The swimmer is a body-resistance exercise that involves lying face-down on the floor in the superman position (now that one I knew I could do), and, from there, raising and lowering your extended arms and legs. It targets the back, the core, the glutes, hamstrings, and the shoulders. It sounds easy enough: It’s not. And it sounds as if it does an awful lot: I’m not sure about that.
How do I do it?
- Begin my lying face-down, arms extended in front of you, and with your legs straight. Look down rather than ahead, to avoid neck strain.
- Contract your abs and glutes, draw your shoulder blades toward each other, and raise your chest and arms so they are hovering off the floor. At the same time, raise your legs a little, keeping them straight.
- From this position, further raise and then lower your left leg and right arm, then your right leg and leg, in a smooth, controlled “swimming” motion. Do not over-raise your arms or legs, as this will put excessive pressure on your lower back, and don’t allow your hands or feet to touch the floor during the lowering phase of the move.
- Continue alternating for 10-20 seconds. Do three or four sets.
This is what happened when I did the swimmer for a week
Day one was — and I don’t mean to sugar-coat this — terrible. I couldn’t get much lift from my arms and legs, so that on the downward movement they touched the floor. More worryingly, I felt the move mostly in my lower back, and not in a good way. I was straining, pushing hard into the floor to raise my legs and chest, to get some level of lift. I also felt the move in my glutes, which was moderately reassuring, but nothing in my core. I managed three herky-jerky sets of 10 seconds. At one point I may have matched lifting my right arm with raising my left leg, but I wouldn’t bet on it. And yet, I had the niggling feeling I was preparing my body for the week: “Look, this is what I’m going to be doing every day. You have to get on board.” To which my body was answering: “We’ll see.”

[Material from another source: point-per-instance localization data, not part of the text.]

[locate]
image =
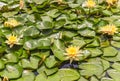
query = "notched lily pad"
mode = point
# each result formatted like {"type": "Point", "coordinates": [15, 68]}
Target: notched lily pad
{"type": "Point", "coordinates": [12, 71]}
{"type": "Point", "coordinates": [109, 51]}
{"type": "Point", "coordinates": [87, 33]}
{"type": "Point", "coordinates": [32, 63]}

On day two, I slowed down the movement, mostly to coordinate raising one arm and the opposite leg, but also to try to develop a rhythm and feel the exercise where it is meant to be felt. After three more sets of 10 seconds, I noticed it in my shoulders as well as my glutes. But I was still feeling too much pressure on my lower back. I wondered if this was a move better suited to someone who already does yoga or Pilates; you know, someone pliable. For my money, bending forward is easy, but bending backward is best left to gymnasts and people trying too hard to be liked.
The following day I managed three sets of 20 seconds and one of 30 seconds, so my body was adjusting to the exercise. I began to feel it higher in my back and in my hamstrings, but I tended to sort of slide left and right as I did the move. The trick is to maintain a straight line, and only move your arms and legs, so slow down and concentrate. Breathe slowly, I told myself. I was doing a lot of talking to myself, which is never a good sign.
There was some more improvement on day four: three sets of 30 seconds. I was rising higher, but felt my legs were bending slightly and moving apart. This made it easier, but was bad form. Only now was I beginning to feel the move in my core, and not much at that. Most of the effort was still coming from my lower back (which made me wary of the move), glutes and hamstrings.
On day five, I decided I hated the move. It felt a waste of my time and energy. There are plenty of other moves out there that strengthen the lower back, such as the bird dog and the superman, and no shortage of moves to work your glutes, including various glute bridge exercises. The core? You’ve got the plank in all its variations, as well as sit-ups and crunches. The hamstrings? Look no further than the excellent good morning exercise. I could go on, but you get the picture. These moves may not target all the muscles hit by the swimmer, but they are, to my mind, more efficient and do not put such a strain on the lower back.
On day six, I found I had made significant improvement. I was more easily able to engage my core to help raise my chest and legs: A good starting point. I was able to hold form, too, and managed two sets of 35 seconds and one of 40 seconds. But the odd thing was that though I had improved, which always happens with these challenges, I did not care. And that was new.
At the end of the week I was glad to be done with the exercise. The chances of my doing it again are zero. It may be a wonderful move for people with greater flexibility, but I was constantly aware that my lower back was under strain and there are many other ways to work the same muscles the swimmer targets. Do try it, but if you have lower back issues, check with a medical professional before you start.